Analysis and Visualization of Consensus Drug and Gene Sets

So far, we have collected 173 drug sets composed of 1,620 unique drugs, and 444 gene sets consisting of 18,676 unique human genes. These are presented to users via the COVID-19 Drug and Gene Set Library website in several sortable and searchable tables (Figure 1). The drug sets are subdivided into two categories: experimental (n = 26) and computational (n = 81). The top 20 most frequent drugs and genes across all sets are displayed in Figures 2A–2C. The experimental drugs, with most supportive evidence, are remdesivir, chloroquine, hydroxychloroquine, and mefloquine (Figure 2A). Although hydroxychloroquine, chloroquine, and remdesivir have received a lot of attention by the media and are tested in many clinical trials, mefloquine received far less attention.

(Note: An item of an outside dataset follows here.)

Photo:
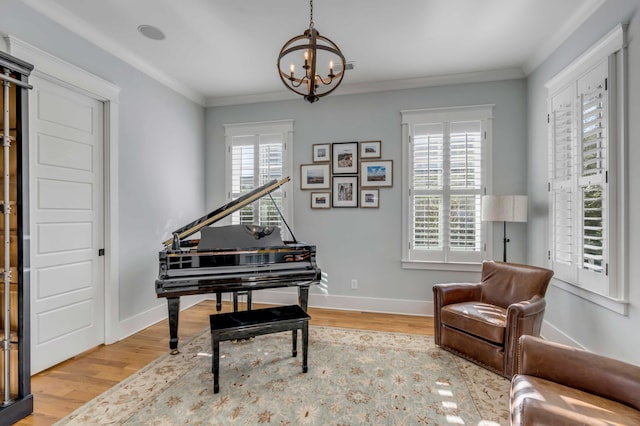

Mefloquine, just like hydroxychloroquine and chloroquine, is an anti-malaria drug. However, it has a different chemical structure and is known to act via different mechanisms. The top 20 most commonly computational predicted drugs include several known antivirals such as ritonavir, darunavir, lopinavir, and ribavirin (Figure 2B). This might be due to their pre-selection as candidates for computational docking. The top 20 most frequently submitted genes are all members of the innate immune response (Figure 2C). These genes include the typical interferon and cytokine response genes observed to be involved in the response of human cells to most pathogens.

Figure 1

Screenshot from the Landing Page of the COVID-19 Drug and Gene Set Library

Figure 2

Counts of Library Drugs and Genes

(A) Counts of most common drugs from the collection of experimental studies that reported lists of drugs that inhibit SARS-CoV-2.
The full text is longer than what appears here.